Я видно побледнел. Цыганка глянула на меня строго, взяла из рук карту.
- Кого ты так обидел? - Спросила она вдруг
- Я... никого.
Страх и отчаянье мое были так велики, что я не скрываясь рассказал старухе всю историю. Не облегчая душу, как на исповеди, а подобно тому как перед страхом болезни рассказываешь врачу свои не скромные тайны - давясь и заминаясь от стыда.

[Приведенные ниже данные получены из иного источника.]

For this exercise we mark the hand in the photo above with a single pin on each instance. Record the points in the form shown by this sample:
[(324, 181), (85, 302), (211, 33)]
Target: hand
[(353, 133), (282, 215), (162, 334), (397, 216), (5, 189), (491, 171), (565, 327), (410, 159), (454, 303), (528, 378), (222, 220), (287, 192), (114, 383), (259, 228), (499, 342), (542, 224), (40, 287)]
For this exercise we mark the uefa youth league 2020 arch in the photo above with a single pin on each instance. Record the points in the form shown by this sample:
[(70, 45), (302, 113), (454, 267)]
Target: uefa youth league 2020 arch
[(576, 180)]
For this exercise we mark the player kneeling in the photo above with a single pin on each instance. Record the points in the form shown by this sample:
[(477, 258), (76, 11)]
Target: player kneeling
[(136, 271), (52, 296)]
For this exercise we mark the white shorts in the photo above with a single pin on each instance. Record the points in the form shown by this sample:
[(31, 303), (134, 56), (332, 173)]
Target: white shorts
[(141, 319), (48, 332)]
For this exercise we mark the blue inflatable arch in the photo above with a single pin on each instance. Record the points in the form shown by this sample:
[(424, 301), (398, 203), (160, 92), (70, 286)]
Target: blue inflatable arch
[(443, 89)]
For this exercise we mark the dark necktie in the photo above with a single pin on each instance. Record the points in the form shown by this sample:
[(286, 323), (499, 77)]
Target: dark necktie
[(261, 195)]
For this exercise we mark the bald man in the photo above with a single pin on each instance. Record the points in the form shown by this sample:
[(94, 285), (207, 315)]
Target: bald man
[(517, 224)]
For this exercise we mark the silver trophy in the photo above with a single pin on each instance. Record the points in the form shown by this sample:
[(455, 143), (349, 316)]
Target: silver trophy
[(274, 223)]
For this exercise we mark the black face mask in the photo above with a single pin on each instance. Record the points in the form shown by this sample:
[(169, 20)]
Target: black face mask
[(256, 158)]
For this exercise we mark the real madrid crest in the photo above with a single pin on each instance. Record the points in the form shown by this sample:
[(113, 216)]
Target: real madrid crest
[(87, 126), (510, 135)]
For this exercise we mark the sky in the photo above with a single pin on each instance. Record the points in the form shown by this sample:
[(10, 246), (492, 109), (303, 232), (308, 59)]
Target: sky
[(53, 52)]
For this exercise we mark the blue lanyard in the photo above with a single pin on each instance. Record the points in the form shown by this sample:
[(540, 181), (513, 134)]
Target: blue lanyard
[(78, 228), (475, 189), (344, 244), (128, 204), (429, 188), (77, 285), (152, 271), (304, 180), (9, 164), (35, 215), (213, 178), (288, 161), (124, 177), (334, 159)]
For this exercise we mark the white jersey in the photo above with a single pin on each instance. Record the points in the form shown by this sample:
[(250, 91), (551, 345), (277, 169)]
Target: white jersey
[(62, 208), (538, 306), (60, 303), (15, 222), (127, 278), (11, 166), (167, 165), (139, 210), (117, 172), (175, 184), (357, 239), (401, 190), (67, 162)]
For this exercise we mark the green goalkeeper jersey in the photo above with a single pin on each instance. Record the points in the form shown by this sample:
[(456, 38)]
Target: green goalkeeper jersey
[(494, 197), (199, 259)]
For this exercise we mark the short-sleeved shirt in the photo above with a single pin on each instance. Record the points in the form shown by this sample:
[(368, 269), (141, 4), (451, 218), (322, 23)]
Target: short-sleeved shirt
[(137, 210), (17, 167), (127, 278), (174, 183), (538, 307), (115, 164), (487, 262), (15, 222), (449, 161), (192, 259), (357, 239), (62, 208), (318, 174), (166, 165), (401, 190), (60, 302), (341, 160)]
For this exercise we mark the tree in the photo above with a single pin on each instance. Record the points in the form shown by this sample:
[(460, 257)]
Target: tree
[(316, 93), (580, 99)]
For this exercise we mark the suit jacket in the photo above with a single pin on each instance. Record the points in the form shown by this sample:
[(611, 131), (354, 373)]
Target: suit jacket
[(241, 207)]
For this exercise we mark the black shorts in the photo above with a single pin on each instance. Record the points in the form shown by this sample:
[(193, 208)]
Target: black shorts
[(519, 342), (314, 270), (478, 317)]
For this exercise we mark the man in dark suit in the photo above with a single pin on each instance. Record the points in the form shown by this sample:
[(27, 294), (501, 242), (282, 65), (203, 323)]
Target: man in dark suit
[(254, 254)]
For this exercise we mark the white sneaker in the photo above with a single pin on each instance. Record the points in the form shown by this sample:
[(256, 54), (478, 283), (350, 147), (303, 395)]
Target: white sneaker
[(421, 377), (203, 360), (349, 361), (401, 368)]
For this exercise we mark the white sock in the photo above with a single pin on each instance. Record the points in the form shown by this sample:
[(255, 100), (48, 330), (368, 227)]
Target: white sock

В конце рассказа я малодушно спросил ее, может ли она снять проклятье. Старуха ответила отрицательно, говорила что-то еще, видно в утешение, чего я не вспомнил потом. Меня охватило чувство незаслуженной, непонятной и несправедливой обиды такой великой, что и поверить до конца в нее я не мог...
***
Я не гадал более на картах никогда.
К азартной игре я тоже остался равнодушен. Помню, уже в Тифлисе среди моих товарищей по гиммназии вошло в моду понтировать, и я сел раз с ними. Проиграл три рубля, выиграл четыре, после чего самонадеянно заявил, что рубль за три часа, проведенных за столом, прибыль слишком ничтожная.
"На интерес" я подолгу играл раз почти два месяца кряду на даче. Дача была бедная, худая, от города далеко. Погода стояла все время скверная, и я играл и играл часами с дачной хозяйкой то ли в рамс, то ли в подкидного, то ли еще в подобную не хитрую игру. Партнерша моя по игре - вдова майора - жалела меня покойной жалостью пожилых людей, много знающих жизнь.
Это было лето того года, когда умер мой отец.
Отрочество мое так внезапно оборвалось, таким ни к чему не прибитым, ненужным и не прикаенным ощущал я себя, что поневоле испытал чувство сродства с желторотым бекасом на болоте - слишком великим уже для гнезда, но слишком неопытным, чтобы прятаться от людей. Когда же спутники мои подстрелили его и пустили в суп, я испытал впервые то непреодолимое омерзение к охоте, которое осталось со мной на всю жизнь.
После этого случая только и осталось мне как раз за разом "по копеечки" ставить, больше я не знал, чем занять свое время, которого стало так внезапно много, пожалуй, больше даже, чем в детстве бывает. Но каким пустым оно было и черным.